İnci o kadar dalmıştı ki arkasındaki Murat'tan habersizdi. Murat arabasının önüne oturmuş, genç kadını saatlerce izliyordu. Bu kadar saattir, tek başına hiç kımıldamadan, aynı noktaya bakıp ne düşündüğünü merak etmişti. Ama bunu ona gidip sormaya henüz cesaret bulamamıştı. Elleri cebinde izledi bir süre daha yaralı kadını. İnci hıçkırıklara boğulduğunda, merakı daha da arttı. Ama henüz müdahale etmedi. O da düşündü. Hayatında anneannesinden ve kız kardeşinden başka kimsesi yoktu.
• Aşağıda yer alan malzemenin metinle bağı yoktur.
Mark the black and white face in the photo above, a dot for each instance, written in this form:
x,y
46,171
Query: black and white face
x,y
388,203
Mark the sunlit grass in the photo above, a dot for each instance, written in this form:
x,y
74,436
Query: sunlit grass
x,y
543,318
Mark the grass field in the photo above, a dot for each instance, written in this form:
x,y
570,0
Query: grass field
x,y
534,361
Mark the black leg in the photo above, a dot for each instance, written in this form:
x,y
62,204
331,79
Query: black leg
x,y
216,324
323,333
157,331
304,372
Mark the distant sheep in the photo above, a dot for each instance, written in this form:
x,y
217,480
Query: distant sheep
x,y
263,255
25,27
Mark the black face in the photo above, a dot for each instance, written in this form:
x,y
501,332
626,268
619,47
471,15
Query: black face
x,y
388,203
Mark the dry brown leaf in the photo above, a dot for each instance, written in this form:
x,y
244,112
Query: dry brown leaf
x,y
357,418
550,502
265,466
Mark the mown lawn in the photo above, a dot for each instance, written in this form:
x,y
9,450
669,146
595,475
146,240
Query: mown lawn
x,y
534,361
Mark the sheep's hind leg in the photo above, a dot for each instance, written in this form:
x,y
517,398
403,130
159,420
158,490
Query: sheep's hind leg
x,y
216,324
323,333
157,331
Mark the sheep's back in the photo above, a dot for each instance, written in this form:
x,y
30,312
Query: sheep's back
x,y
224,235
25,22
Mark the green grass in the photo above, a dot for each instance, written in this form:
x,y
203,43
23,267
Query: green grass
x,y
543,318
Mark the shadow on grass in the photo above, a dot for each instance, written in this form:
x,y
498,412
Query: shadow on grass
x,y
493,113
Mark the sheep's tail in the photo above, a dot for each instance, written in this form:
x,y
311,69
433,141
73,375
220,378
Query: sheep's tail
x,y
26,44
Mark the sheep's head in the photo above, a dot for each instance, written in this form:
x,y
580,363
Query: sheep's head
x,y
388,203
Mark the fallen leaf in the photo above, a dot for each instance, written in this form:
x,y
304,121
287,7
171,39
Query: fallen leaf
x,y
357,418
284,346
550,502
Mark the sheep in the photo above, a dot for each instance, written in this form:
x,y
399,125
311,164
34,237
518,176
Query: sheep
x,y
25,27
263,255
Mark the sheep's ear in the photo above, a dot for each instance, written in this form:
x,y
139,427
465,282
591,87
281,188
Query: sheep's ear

Ha bir de Demir vardı. Üniversiteye henüz yeni başladığında onun yanına işe girmişti. Demir, Murat'tan birkaç yaş büyüktü. O da acılı bir adamdı. Nedense kendini Demir'in sadece yardımcısı olarak görmüyordu. Demir onun abisiydi. Sanki canından bir parçaydı. Bunu ona hiç söylemese de Demir istese ölüme gözü kapalı atlardı. Birçok kez Demir'i herkese karşı korumuş, tüm okları başka yönlere çevirmişti. Murat'ın her yerde bir tanıdığı, can dostu vardı. Ve bu da işlerini kolaylıkla halletmesini sağlıyordu. Murat düşüncelerini bir kenara atarken, yavaş hareketlerle doğruldu. İnci'ye doğru elleri cebinde yürümeye devam etti. Genç kadının solunda durduğunda İnci şaşkın gözleriyle ona baktı.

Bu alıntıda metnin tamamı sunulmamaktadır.